Bluewalker satellite so bright it’s a threat to astronomy

Trail from BlueWalker 3 above Kitt Peak telescope in Arizona.

Trail from BlueWalker 3 above Kitt Peak telescope in Arizona. Photo: International Astronomical Union

A satellite is shining brighter than most stars in the sky, according to new research, raising concern from astronomers about the lack of regulation and increased launches.

Bluewalker 3, a satellite launched in September 2022 by AST SpaceMobile, shines at the same intensity as the eighth-brightest star when fully deployed and becomes hundreds of times brighter than international recommendations, and its owners have plans to launch at least 100 more into space.

The satellite is a prototype for the Bluebird and was launched to increase mobile connectivity. The brightness is caused by its 64 square metre communications array — around the size of a squash court — which reflects sunlight.

A render of the fully deployed Bluewalker 3 satellite. Photo: AST Spacemobile.

The authors of the report, from the University of Auckland and University of Canterbury and published in Nature, recommended that the effect of satellites on space and the earth’s environments should be critically evaluated as a part of the launch process.

An increasing problem

Although the launch of the satellite was approved by the US Federal Communications Commission (FCC), it raised serious concern from astronomers and has been flagged as an issue by the US Government’s Accountability Office.
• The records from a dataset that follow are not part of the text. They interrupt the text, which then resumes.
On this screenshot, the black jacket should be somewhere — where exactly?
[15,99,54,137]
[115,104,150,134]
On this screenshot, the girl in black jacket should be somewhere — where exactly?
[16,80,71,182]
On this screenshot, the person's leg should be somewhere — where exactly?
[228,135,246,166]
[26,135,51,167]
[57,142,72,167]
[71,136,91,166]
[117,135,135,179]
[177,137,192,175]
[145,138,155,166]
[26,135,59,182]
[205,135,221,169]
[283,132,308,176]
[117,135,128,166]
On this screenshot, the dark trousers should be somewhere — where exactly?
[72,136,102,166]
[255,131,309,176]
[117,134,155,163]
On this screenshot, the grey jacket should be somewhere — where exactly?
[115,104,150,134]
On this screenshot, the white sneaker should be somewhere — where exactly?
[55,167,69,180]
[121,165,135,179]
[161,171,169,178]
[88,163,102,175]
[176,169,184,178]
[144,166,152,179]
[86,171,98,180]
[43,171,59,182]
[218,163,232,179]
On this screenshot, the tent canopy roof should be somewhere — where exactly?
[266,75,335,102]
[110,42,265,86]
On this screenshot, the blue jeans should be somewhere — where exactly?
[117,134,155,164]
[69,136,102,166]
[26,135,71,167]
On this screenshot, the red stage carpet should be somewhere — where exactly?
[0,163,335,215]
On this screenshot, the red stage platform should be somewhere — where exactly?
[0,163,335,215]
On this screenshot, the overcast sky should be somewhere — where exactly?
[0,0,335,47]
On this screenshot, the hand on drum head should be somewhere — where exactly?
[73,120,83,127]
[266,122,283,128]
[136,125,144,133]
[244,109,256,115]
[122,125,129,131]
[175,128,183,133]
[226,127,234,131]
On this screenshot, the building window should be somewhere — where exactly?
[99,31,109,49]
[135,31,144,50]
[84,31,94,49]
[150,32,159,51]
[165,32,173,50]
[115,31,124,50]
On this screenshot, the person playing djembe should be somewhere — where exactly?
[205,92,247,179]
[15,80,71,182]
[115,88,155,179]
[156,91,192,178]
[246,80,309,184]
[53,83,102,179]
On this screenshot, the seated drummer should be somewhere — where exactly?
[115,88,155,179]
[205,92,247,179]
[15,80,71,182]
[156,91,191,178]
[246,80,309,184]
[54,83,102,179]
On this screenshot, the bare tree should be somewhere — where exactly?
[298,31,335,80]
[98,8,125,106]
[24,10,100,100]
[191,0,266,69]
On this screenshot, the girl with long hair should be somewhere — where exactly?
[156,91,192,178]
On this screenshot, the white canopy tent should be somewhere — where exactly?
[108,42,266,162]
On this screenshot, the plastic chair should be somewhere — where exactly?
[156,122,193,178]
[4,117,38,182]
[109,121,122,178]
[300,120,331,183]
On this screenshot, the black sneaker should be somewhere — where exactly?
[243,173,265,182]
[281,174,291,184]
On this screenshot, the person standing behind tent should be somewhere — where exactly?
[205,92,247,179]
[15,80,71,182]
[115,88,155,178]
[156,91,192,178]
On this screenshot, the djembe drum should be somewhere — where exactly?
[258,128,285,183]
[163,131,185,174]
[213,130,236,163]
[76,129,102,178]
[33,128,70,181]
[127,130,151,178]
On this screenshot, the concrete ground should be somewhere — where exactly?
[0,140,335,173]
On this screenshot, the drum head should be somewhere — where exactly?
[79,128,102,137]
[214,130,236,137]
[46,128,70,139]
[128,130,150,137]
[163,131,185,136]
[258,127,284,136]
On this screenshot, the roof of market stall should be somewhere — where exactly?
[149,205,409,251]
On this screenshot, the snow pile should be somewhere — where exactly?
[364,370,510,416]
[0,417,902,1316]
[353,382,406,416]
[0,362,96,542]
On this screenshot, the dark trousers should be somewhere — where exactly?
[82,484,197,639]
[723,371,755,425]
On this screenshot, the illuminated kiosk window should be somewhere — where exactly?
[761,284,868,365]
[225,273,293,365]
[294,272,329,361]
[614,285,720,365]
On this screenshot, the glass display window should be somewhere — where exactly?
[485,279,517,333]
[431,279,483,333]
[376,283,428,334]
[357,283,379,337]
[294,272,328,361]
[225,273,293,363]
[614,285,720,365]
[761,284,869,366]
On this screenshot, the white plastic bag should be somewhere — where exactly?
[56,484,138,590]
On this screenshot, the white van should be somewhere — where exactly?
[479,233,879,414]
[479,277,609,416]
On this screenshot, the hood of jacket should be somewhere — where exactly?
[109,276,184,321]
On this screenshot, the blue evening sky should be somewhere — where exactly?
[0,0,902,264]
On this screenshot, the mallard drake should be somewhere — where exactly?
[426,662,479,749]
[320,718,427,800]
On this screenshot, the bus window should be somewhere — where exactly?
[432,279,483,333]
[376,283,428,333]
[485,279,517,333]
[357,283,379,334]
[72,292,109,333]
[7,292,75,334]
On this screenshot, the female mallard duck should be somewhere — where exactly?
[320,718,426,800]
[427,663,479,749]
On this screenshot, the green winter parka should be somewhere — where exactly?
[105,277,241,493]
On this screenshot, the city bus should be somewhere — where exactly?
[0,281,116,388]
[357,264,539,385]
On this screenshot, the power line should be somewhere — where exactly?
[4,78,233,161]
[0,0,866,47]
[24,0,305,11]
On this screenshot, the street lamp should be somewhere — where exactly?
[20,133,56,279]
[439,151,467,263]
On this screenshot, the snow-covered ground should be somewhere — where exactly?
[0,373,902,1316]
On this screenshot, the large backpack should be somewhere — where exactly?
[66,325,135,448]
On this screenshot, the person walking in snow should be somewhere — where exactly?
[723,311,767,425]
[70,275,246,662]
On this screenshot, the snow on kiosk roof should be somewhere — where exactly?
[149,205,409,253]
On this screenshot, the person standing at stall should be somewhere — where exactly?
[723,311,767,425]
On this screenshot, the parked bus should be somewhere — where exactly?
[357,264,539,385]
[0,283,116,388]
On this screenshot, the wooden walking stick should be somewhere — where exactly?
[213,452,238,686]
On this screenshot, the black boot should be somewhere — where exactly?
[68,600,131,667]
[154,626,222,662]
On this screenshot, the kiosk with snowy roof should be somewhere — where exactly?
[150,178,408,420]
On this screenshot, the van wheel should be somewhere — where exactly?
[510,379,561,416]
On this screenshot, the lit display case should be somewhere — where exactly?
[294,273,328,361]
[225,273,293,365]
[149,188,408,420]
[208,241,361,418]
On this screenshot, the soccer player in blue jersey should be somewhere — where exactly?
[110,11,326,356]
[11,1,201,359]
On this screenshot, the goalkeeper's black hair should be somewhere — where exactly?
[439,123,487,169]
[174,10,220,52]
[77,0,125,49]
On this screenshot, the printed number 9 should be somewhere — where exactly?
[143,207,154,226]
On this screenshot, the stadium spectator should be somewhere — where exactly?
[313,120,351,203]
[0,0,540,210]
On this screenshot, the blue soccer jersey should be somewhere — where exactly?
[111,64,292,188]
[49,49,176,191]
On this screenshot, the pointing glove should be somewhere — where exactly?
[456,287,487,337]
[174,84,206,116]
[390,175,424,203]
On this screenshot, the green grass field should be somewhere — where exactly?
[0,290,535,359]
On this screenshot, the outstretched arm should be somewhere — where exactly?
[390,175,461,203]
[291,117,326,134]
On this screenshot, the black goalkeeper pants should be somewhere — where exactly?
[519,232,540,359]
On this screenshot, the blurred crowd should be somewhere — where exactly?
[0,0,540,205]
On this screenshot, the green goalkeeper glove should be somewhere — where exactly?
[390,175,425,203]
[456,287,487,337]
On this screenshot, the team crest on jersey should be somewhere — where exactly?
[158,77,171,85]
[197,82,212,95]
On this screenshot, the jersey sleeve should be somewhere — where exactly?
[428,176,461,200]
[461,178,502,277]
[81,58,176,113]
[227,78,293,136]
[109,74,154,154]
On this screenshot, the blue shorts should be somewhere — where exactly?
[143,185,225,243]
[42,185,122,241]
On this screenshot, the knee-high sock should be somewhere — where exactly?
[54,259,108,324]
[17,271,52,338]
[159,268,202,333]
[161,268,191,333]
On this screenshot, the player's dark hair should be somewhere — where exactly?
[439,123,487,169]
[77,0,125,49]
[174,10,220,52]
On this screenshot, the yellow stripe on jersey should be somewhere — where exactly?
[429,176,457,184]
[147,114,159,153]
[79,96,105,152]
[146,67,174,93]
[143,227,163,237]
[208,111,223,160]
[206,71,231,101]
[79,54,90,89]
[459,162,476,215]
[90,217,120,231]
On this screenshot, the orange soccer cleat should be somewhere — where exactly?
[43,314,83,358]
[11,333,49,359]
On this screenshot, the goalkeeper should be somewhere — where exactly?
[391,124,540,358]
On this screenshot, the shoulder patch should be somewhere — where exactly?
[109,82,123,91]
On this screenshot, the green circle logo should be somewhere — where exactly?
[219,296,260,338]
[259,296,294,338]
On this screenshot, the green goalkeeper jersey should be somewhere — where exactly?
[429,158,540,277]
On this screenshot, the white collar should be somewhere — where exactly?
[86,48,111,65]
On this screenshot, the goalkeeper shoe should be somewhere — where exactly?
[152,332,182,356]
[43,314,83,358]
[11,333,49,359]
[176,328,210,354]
“Frequencies allocated to cell phones are already challenging to observe even in radio-quiet zones we have created for our facilities,” SKA Observatory director-general Philip Diamond said at the time of the launch.

“New satellites such as BlueWalker 3 have the potential to worsen this situation and compromise our ability to do science, if not properly mitigated.”

The research affirms those worries, after professional and amateur observations from Chile, the United States, Mexico, New Zealand, the Netherlands and Morocco confirmed the incredible brightness of the satellite, finding Bluewalker 3 regularly eclipses recommendations from the International Astronomical Union by hundreds of times the maximum brightness for low-orbit satellites.

Bright satellites leave trails in images taken by high-powered telescopes which can block the stars and galaxies below them, and the number of objects in the sky is only increasing.

The European Space Agency estimates there are between 60 and 90 launches a year. Photo: AAP

The FCC hasn’t yet approved or denied the launch of the Bluebird satellite array, but the company has said it needs 110 satellites to reach “substantial global mobile coverage”.

While the initial launches will be the same size as the Bluewalker 3 satellite, AST Spacemobile plans to launch a second block of Bluebirds that are double the size of the prototype currently in orbit.

Unregulated frontier

There are between 60 and 90 launches of satellites and rockets each year, but some launches from companies like Elon Musk’s Starlink include up to 50 satellites.

In July, a study in Astronomy and Astrophysics found unless strict guidelines are imposed, some astronomical observations will become impossible due to interference from satellite networks.

Starlink has sent more than 1700 satellites into orbit, with plans to launch another 30,000 in the next decade, and other companies and countries are rushing to launch their own networks.

Space is governed by a loose treaty of principles banning weapons of mass destruction from orbit and making it free for all countries to explore, with countries providing authorisation and continued supervision of commercial activities launched from their jurisdiction.

The global space industry is worth over $680 billion and is estimated to reach $1 trillion by 2030.